Il gruppo che rivendicò le bombe si chiamava Directorio Revolucionario Iberico de Liberacion (DRIL), composto da un amalgama di militanti comunisti, anarchici e guevaristi, diretti apparentemente da militari portoghesi esiliati, tra i quali il generale Humberto Delgado. Unirono le oro forze per denunciare le dittature di Franco e Salazar. Humberto Delgado sarà in seguito sequestrato dalla polizia segreta portoghese e giustiziato in Spagna con la complicità di Franco, nel 1965.
Le prime azioni del DRIL furono a Madrid, nel febbraio del 1960, tutte nello stesso modo: una valigia abbandonata con esplosivi. Gli obiettivi: il Municipio, la statua d Velazquez nel Museo del Prado, la sede della Falange…In una di esse, la bomba deflagrò mentre veniva manipolata da Ramon Perez Jurado, che morì sul colpo. Il suo compagno Antonio Abad Donoso fu arrestato ed altri giovani, Santiago Martinez Donoso e Justiniano Alvarez, riuscirono a scappare, secondo la Polizia. Antonio Abad fu torturato, processato e giustiziato l’8 marzo dello stesso anno. Santiago Martinez, cugino di Antonio Abad, e uno dei due fuggitivi, lavorava per la Polizia spagnola.
Gli obiettivi di Madrid, così come gli arresti posteriori, furono indicati da uno degli integranti del commando che, in realtà, era un poliziotto infiltrato. Si trattava di Abderramán Muley Moré , un falangista spagnolo che, grazie ai servizi prestati, era arrivato fino alla guardia personale di Franco. Il suo nome nel commando fu citato da Santiago Martinez.
Muley, secondo informative interne dello stesso DRIL, era stato infiltrato dalla polizia nei gruppi anti Batista poco prima della Rivoluzione Cubana. Arrivato a Cuba nel 1956 si fece chiamare Manuel Rojas e la polizia franchista lo utilizzò, all’inizio, per infiltrarsi negli ambienti monarchici spagnoli, allora all’opposizione, che negoziavano con Franco la restaurazione.
Con il trionfo della Rivoluzione Cubana, il falso Rojas scomparve per riapparire alla guida di un gruppo repubblicano spagnolo, che dopo alcuni mesi s’integrò nel MLE (Movimiento de Liberacion Español) che a sua volta confluì nella UCE (Union de Conbatientes Españoles). L’infiltrazione fu completata con quella del già citato Santiago Martinez Donoso, ex guardaspalle del dittatore cubano deposto, Batista. Ambedue viaggiarono in Francia e sollevarono già i sospetti del PCE, della CNT e del PSOE nell’esilio.

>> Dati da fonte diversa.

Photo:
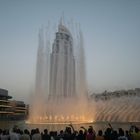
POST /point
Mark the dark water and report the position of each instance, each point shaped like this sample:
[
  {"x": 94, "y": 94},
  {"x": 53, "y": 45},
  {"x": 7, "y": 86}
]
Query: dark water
[{"x": 57, "y": 127}]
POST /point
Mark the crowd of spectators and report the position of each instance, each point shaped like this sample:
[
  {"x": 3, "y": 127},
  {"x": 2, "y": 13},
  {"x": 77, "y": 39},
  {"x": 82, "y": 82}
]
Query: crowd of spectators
[{"x": 71, "y": 134}]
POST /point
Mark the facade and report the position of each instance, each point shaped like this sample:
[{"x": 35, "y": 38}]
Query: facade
[
  {"x": 62, "y": 65},
  {"x": 11, "y": 109}
]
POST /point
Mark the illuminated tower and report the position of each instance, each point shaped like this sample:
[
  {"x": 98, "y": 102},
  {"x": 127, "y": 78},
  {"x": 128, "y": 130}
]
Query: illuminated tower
[{"x": 62, "y": 65}]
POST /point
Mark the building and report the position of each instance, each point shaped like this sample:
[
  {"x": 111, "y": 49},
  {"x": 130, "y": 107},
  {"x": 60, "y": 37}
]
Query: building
[
  {"x": 62, "y": 65},
  {"x": 11, "y": 109}
]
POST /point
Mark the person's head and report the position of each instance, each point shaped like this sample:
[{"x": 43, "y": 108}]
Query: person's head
[
  {"x": 121, "y": 132},
  {"x": 90, "y": 130},
  {"x": 100, "y": 132},
  {"x": 136, "y": 130},
  {"x": 45, "y": 131},
  {"x": 80, "y": 132}
]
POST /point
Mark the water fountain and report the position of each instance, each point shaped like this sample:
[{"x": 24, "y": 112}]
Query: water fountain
[{"x": 60, "y": 93}]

Martinez Donoso e Abderraman Muley, comunque, riuscirono ad entrare nel gruppo armato del DRIL che pretendeva, come il Che Guevara, promuovere la rivoluzione mondiale.La Spagna, governata allora da Franco, era l’obiettivo. Gli attentati di Madrid furono i primi. Quelli del luglio del 1960 i successivi. Ambedue i poliziotti tornarono a preparare gli obiettivi, assieme ad un terzo poliziotto spagnolo chiamato Augustin Parradas Sicilia. In uno di questi attentati, come è risaputo, morì la bambina Begoña Irroz. Degli otto membri dei commando che collocarono le bombe, almeno tre erano poliziotti infiltrati.